Bu elinizde tuttuğunuz
kağıda hepimizin bildiği üzere fanzin denir. Fanzin, dilimize İngilizcedeki
“Fanatic” ve “magazine” kelimelerinin ilk ve son harflerinden girmiştir. Bu
kelime amacımızın çekirdeğini oluşturuyor. Bizim umudumuz ve amacımız da bu.
Benim de birkaç hafta öncesine kadar cahil olduğum bu konu, birkaçımızın iç
yaşantısında ve bakış açısında büyük değişimlere yol açacağına inanıyorum.
Bu fanzin yazılırken
birçok iç detay göz önünde bulunduruldu. Burada yazısı bulunan hiç kimse
birbirini tanımıyor. Evet, bu konuda biraz sorun yaşıyoruz. Kimlik sorunlarımız
var. Hiç kimse bizi bilsin istemiyoruz (şimdilik). Bunun yanında kimse bize
yazı getirsin de istemiyoruz. Zaten yeterince iyi yazıyorsa biz onu buluruz!
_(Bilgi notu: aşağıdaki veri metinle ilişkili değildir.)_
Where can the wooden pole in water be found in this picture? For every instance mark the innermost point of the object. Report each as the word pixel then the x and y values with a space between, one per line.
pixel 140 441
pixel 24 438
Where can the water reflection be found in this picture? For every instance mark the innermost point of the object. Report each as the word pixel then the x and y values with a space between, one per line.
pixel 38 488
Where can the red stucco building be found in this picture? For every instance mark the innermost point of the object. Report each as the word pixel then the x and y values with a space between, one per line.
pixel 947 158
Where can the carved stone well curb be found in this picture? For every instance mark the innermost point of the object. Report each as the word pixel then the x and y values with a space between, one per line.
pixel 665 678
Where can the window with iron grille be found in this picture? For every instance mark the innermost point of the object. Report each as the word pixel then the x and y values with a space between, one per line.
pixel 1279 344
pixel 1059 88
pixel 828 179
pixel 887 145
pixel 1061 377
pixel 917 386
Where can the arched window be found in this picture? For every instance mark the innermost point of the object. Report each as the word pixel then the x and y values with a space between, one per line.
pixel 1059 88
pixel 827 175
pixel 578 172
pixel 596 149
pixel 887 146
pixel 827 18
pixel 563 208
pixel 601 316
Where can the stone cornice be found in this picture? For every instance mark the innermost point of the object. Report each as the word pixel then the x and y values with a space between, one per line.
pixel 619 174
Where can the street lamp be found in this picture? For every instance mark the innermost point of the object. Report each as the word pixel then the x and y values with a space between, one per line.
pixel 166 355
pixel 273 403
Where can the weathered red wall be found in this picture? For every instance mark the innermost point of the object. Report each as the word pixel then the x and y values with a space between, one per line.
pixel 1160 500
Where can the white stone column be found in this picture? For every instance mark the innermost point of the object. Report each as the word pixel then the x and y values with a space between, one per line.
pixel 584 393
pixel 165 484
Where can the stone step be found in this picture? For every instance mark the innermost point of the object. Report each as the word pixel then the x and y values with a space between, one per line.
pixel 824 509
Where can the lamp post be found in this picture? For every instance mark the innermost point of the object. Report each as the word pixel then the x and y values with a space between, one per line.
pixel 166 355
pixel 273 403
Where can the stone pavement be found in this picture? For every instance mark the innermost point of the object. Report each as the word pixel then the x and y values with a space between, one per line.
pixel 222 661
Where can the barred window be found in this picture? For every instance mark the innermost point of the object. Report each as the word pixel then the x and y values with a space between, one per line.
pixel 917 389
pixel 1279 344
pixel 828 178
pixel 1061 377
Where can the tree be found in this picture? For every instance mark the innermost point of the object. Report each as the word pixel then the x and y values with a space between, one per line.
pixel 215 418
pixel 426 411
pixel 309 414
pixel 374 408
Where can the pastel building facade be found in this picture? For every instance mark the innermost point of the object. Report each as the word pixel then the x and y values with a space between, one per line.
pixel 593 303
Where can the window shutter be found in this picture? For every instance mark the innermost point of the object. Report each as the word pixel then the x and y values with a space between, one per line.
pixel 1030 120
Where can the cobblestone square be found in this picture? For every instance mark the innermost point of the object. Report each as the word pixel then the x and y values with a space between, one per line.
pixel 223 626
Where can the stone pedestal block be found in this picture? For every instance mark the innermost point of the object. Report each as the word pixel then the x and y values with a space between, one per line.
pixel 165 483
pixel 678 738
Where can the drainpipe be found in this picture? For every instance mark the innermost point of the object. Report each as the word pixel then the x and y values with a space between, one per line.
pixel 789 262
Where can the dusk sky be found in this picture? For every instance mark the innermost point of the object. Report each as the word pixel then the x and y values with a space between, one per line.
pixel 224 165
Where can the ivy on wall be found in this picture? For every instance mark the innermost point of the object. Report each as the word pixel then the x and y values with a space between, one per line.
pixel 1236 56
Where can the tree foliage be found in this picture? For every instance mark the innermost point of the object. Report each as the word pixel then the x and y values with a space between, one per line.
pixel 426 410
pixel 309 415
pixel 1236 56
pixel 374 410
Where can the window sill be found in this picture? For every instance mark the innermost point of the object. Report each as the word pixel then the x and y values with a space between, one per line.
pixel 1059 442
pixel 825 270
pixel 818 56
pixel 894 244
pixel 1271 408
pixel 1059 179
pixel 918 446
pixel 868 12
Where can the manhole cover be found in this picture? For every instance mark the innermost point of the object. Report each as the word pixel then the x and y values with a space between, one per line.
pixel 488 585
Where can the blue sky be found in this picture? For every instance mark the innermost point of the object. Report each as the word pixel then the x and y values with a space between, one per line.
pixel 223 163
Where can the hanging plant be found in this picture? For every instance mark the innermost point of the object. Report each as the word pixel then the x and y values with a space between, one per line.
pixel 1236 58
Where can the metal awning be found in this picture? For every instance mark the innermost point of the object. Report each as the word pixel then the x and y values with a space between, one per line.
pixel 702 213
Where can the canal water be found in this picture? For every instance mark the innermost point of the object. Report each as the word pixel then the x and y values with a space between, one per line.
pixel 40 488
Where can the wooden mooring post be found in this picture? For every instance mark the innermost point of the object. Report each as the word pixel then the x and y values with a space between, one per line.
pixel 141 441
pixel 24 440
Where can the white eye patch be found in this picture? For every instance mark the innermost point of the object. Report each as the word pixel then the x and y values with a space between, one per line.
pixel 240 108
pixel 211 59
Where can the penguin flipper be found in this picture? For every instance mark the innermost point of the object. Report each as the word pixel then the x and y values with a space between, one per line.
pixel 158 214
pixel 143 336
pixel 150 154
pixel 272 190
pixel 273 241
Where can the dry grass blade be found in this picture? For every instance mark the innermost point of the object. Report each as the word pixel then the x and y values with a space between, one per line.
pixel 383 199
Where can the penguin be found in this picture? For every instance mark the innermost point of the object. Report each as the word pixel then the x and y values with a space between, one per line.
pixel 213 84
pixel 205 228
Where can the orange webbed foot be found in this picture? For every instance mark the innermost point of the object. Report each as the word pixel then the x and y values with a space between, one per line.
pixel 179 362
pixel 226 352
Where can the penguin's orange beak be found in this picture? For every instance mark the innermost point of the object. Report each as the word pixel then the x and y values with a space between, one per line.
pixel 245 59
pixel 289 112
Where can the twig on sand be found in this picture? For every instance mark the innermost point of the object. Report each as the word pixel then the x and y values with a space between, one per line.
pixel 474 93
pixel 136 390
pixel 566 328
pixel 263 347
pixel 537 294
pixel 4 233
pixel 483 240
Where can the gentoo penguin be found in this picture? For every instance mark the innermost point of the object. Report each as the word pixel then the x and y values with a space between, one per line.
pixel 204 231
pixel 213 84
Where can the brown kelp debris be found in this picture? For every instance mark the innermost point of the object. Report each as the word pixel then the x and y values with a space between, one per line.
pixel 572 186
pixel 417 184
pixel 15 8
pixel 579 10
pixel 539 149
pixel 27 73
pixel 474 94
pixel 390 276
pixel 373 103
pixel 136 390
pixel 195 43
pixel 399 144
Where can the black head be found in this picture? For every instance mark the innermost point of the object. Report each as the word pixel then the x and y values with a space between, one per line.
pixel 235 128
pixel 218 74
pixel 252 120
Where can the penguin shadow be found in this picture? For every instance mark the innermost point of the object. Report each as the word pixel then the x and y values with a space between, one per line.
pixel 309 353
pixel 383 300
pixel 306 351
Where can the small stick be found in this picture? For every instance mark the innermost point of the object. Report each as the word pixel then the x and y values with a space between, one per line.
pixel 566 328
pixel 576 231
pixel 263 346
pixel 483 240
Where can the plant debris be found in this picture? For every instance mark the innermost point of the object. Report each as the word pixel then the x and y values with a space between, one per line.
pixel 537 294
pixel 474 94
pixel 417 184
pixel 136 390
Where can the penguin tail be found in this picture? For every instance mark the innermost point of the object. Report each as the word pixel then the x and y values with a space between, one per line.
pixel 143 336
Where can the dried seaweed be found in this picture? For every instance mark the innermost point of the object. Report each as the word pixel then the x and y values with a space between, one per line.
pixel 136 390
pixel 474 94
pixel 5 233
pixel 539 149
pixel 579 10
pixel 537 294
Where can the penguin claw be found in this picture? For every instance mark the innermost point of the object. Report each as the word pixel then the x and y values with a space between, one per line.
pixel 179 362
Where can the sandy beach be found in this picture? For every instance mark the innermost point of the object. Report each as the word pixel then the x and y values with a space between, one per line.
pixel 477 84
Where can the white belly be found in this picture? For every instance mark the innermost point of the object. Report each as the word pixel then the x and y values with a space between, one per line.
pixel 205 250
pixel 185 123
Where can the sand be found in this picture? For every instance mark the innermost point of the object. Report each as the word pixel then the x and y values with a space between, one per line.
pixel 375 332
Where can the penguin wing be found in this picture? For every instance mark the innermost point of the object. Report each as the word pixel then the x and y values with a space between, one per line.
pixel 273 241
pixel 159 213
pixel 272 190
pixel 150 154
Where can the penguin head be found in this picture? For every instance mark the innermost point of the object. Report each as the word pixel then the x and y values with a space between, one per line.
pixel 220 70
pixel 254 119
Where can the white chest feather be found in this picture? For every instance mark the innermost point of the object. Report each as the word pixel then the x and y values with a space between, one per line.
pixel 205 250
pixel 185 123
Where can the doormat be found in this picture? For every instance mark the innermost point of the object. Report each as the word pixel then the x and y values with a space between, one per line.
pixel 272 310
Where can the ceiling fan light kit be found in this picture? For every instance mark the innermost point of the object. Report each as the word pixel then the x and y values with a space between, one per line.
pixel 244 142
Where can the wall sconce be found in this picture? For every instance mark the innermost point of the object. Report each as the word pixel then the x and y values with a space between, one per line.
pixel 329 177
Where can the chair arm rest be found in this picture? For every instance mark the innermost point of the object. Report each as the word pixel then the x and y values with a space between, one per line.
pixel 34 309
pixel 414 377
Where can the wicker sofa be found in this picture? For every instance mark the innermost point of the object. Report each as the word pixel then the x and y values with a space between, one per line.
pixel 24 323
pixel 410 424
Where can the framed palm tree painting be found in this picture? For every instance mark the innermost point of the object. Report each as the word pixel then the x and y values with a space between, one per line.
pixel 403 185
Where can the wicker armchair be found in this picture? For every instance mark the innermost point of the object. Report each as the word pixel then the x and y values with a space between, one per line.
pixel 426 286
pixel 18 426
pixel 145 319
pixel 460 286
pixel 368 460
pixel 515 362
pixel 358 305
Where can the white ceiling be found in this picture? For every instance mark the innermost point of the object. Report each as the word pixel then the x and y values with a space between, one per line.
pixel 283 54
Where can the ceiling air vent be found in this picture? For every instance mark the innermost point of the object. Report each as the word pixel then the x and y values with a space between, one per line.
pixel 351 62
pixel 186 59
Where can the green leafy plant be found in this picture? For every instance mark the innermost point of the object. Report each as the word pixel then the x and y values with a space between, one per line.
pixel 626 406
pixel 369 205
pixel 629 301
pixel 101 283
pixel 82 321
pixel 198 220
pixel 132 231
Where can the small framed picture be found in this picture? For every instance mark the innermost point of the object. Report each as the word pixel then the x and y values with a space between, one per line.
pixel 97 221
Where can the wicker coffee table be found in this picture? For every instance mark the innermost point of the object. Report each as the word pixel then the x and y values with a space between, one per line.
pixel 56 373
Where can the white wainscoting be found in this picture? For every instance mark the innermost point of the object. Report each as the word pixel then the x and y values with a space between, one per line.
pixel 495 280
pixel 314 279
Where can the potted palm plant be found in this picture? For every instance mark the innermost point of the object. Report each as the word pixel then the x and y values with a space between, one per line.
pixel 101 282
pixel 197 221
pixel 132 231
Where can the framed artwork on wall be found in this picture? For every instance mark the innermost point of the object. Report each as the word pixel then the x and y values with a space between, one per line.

Amacımız
sadece ve sadece etrafımızda olan olaylara biraz farklı açılardan bakmak.
Söyleyemediklerimizi, söyleyemediklerinizi söylemek. Saklanmamız korktuğumuzdan
değil, çekindiğimizden değil, sadece okulun hoşgörü seviyesinin bunu
kaldıramayacağını bildiğimizden.
Evet, bu elinizde
tuttuğunuz kağıt bir “Mesele” ama bizim için değil, sizin için de değil. Sadece
onlar için, bu fanzinden rahatsız olanlar için. Bu kabullenilmesi gereken bir
gerçek. Bu fanzini eline alıp kabullenmeyenlerde var. Eline bir kalem alıp sevmediği
yerlerin altını çizenler var. Buna rağmen cevap verememenin hüznünü yaşıyorlar.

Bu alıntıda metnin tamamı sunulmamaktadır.